たとえば、あなたが大好きな映画で、映画館では見逃してしまった作品があるとしよう。あるいは、今ではブルーレイで観るしかない過去の名作を映画館で、「新作上映」の感じで観たいと思ったとき――。
そのようなときには、「Cmoar VR Cinema」を使うことができる。

“映画館”で観たいオススメ映画

VRというテクノロジーが本格化し、PSVRのシネマティックモードなどで「映画館」が再現されるというニュースを聞いたとき、何より僕の胸を躍らせたのは昔の名作映画を「映画館で鑑賞」できるということだった。

2010年からスタートした「午前十時の映画祭」というイベントでは、全国の映画館で過去の名作映画を上映してくれるし、単館系の小ぢんまりとした映画館では、ある監督を特集した回顧上映会を開催してくれることがある。
しかし、たとえば「Cmoar VR Cinema」を使えば、自分が好きなときに、何回でも過去の名作の上映会を開催することができるのだ。わざわざ映画館の上映情報を調べたりする必要はない。好きな作品を「VR映画館」のリアルなスクリーン上で上映できるのである。
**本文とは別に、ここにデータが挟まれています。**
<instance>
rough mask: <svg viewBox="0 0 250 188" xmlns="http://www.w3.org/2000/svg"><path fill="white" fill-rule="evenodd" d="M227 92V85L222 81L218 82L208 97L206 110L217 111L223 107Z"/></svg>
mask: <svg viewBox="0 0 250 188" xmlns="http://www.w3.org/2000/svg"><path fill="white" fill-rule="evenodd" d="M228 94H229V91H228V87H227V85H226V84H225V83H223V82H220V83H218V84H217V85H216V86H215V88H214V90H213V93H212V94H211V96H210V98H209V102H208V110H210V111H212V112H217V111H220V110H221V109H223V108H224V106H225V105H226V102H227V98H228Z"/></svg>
たとえば僕がオススメしたいのは、映画史上でも指折りの完璧主義者であるスタンリー・キューブリックが、素晴らしい特撮技術とあふれるような芸術センスを詰め込んで完成させた『2001年宇宙の旅』(1968)だ。
2001年宇宙の旅
ブルーレイを借りてきて家のテレビで観ると、あまりに静かなシーンが続くので眠くなってしまうが、大スクリーンで観ると、キューブリックが凝りに凝った細部の素晴らしさを堪能することができる。
「やはり映画は映画館で観るべき!」きっと誰もが、そういう思いを新たにすることと思う。

「Cmoar VR Cinema」のようなアプリで過去の名作を誰もが気軽に、映画館という環境で楽しめるようになるのはとても嬉しいことだ。そういう意味でも、これからもVRについての情報をしっかり追っていきたい。